Gerry Adams ist nach intensiver Befragung zu einem vor über 40 Jahren verübten Mord wieder auf freiem Fuß. (Archivbild) Foto: dpa

"Bis zu 17 Stunden" täglich ist Gerry Adams zum Mord an einer zehnfachen Mutter von 1972 befragt worden. Nach vier Tagen ist der nordirische Politiker wieder frei.

"Bis zu 17 Stunden" täglich ist Gerry Adams zum Mord an einer zehnfachen Mutter von 1972 befragt worden. Nach vier Tagen ist der nordirische Politiker wieder frei.

Belfast - Der nordirische Politiker Gerry Adams ist nach intensiver Befragung zu einem vor über 40 Jahren verübten Mord aus der Polizeihaft entlassen worden. Dies teilte die Polizei am Sonntag in Belfast mit. Anklage wurde nicht erhoben.

Allerdings wurde seine Akte zur Prüfung an die Staatsanwaltschaft weitergeleitet, sagte ein Sprecher der Polizei. Adams war verdächtigt worden, an der Entführung und der Ermordung einer zehnfachen Mutter 1972 beteiligt gewesen zu sein. Der Politiker ist Vorsitzender der pro-irischen Partei Sinn Fein, die als politische Vertretung der Untergrundorganisation IRA galt.

"Böswillige Kampagne"

Nach seiner Freilassung sprach Adams am Abend von einer „böswilligen Kampagne“ gegen ihn, die von „alten Garden“ in der Polizei und von Gegnern des Friedensprozesses in seiner eigenen republikanischen Bewegung geschürt würde. Die Vorwürfe gegen ihn basierten auf „Hörensagen“. Die Polizei habe bei den Vernehmungen keinerlei Beweise gegen ihn vorgelegt.
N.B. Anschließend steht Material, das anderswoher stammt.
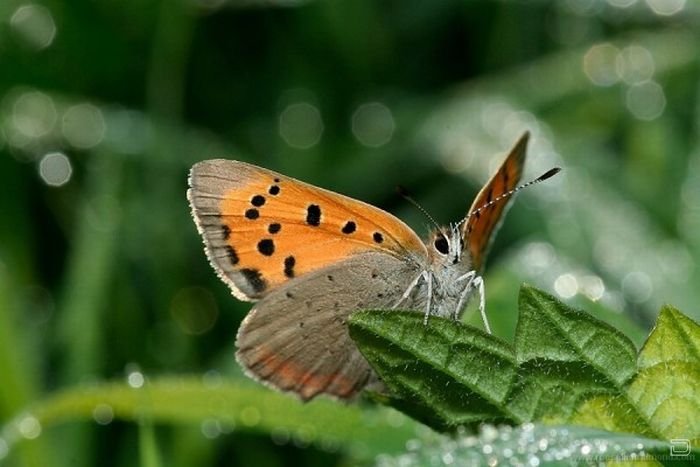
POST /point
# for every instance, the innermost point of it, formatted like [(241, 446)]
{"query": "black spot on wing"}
[(232, 255), (274, 228), (289, 263), (266, 247), (313, 215), (349, 227)]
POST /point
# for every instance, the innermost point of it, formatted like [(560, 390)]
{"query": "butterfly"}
[(310, 257)]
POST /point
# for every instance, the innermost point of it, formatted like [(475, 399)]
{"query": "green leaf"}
[(675, 338), (361, 431), (566, 367), (663, 399), (458, 373), (541, 445), (564, 357)]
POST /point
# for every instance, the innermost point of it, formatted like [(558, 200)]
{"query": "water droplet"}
[(566, 285), (103, 414), (29, 427), (134, 377), (666, 7)]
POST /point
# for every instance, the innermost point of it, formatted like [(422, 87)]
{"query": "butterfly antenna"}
[(548, 174), (404, 194)]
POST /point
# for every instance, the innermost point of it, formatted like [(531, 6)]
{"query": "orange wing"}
[(482, 224), (262, 229)]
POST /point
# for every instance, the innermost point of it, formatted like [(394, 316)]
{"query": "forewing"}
[(480, 227), (262, 229), (296, 339)]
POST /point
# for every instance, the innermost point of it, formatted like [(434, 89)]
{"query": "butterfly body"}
[(311, 257)]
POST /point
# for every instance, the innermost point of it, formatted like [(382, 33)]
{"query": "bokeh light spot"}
[(637, 287), (635, 64), (83, 126), (55, 169), (29, 427), (622, 3), (666, 7), (34, 114), (300, 125), (599, 64), (35, 25), (373, 124), (646, 101), (103, 414), (194, 310), (135, 379), (566, 285), (250, 416)]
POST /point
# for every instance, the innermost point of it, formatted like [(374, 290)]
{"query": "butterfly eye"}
[(442, 245)]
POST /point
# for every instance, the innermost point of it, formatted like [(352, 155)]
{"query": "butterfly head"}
[(446, 245)]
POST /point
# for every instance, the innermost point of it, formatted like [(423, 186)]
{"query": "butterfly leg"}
[(409, 289), (429, 279), (478, 283), (469, 277)]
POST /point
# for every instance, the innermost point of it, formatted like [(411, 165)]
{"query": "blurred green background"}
[(104, 106)]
Er lasse sich aber nicht darin beirren, den Friedensprozess - und die Zusammenarbeit seiner Partei mit der Polizei - fortzusetzen. „Es gibt nur einen Weg, und der ist vorwärts“, sagte Adams, der auch Abgeordneter im irischen Parlament ist. Der 65-Jährige war zu einem Mord auf dem Höhepunkt des Nordirland-Konflikts 1972 befragt worden. Er hatte sich am vergangenen Mittwoch freiwillig bei der Polizeistation in der Stadt Antrim gemeldet, und wurde dort nach BBC-Informationen „bis zu 17 Stunden“ am Tag verhört.

Adams wurde am Sonntag kurz vor Ablauf einer bereits einmal verlängerten Frist für seine Befragung freigelassen. Er musste das Polizeigebäude jedoch durch den Hinterausgang verlassen, weil Gegner der Freilassung mit einem Sitzstreik den Haupteingang blockierten. Sie forderten „Gerechtigkeit“ für die Opfer des langjährigen Konflikts.
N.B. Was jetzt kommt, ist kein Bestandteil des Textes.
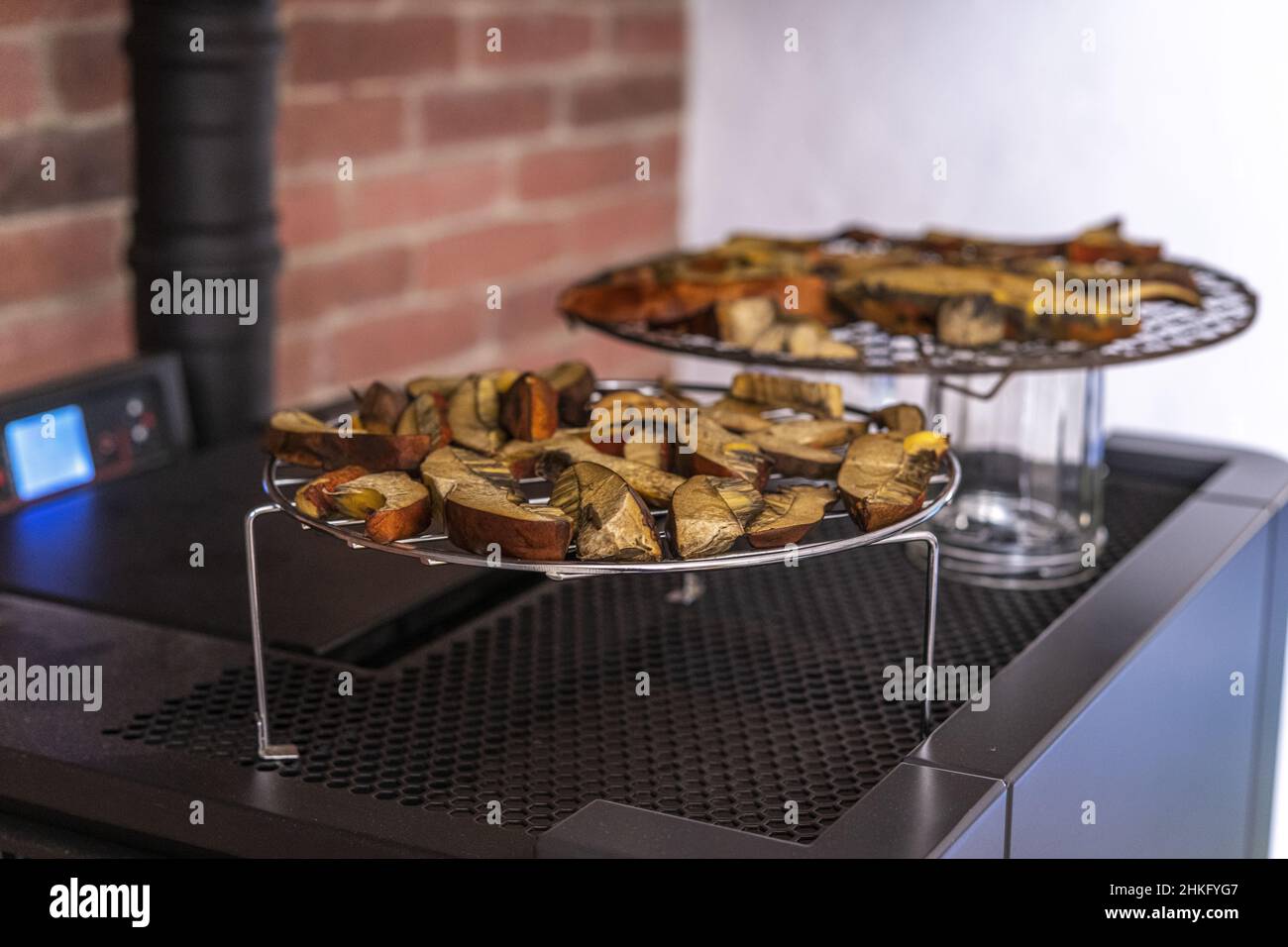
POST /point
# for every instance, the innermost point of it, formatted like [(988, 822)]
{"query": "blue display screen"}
[(50, 453)]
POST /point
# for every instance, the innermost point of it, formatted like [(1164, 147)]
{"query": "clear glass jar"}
[(1030, 506)]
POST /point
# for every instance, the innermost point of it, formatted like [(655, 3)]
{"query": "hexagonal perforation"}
[(765, 689)]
Mysteriöser Mord aus dem Jahr 1972

Die Tat aus dem Jahr 1972 geht auf das Konto der früheren Untergrundorganisation IRA, zu deren Führungszirkel Adams damals gehörte. Der Mord gehört zu den berüchtigtsten in der Geschichte des Nordirland-Konflikts. Die damals 37 Jahre alte Witwe war vor den Augen ihrer Kinder entführt worden. Die IRA hielt sie für eine Informantin der britischen Armee. Sie wurde erschossen und an einem geheimen Ort vergraben. Erst im Jahr 2003 wurden ihre sterblichen Überreste an der irischen Küste gefunden.

Adams drückte am Sonntag erneut sein „Mitgefühl“ gegenüber der Familie des Opfers aus. Er werde sich weiterhin dafür einsetzen, dass alle Opfer Gerechtigkeit und Schadensersatz erhielten. „Aber die Vergangenheit ist die Vergangenheit“, sagte Adams. Alle Bürger hätten ein Recht auf eine Zukunft in Frieden und Gerechtigkeit.

Das Vorgehen der Polizei hatte in Nordirland auch einen heftigen politischen Streit ausgelöst. Sinn Fein warf der Polizei vor, ihr Vorgehen, nur wenige Wochen vor der Europawahl, sei „politisch“ motiviert. „Sie hätten es auch anders machen können“, sagte Adams dazu am Abend.

Peter Robinson, der zur Protestantischen Democratic Unionist Party (DUP) gehörende Regierungschef von Nordirland, wies die Kritik an der Polizei zurück. Diese habe nicht mehr als ihre Pflicht getan, den Vorwürfen nachzugehen.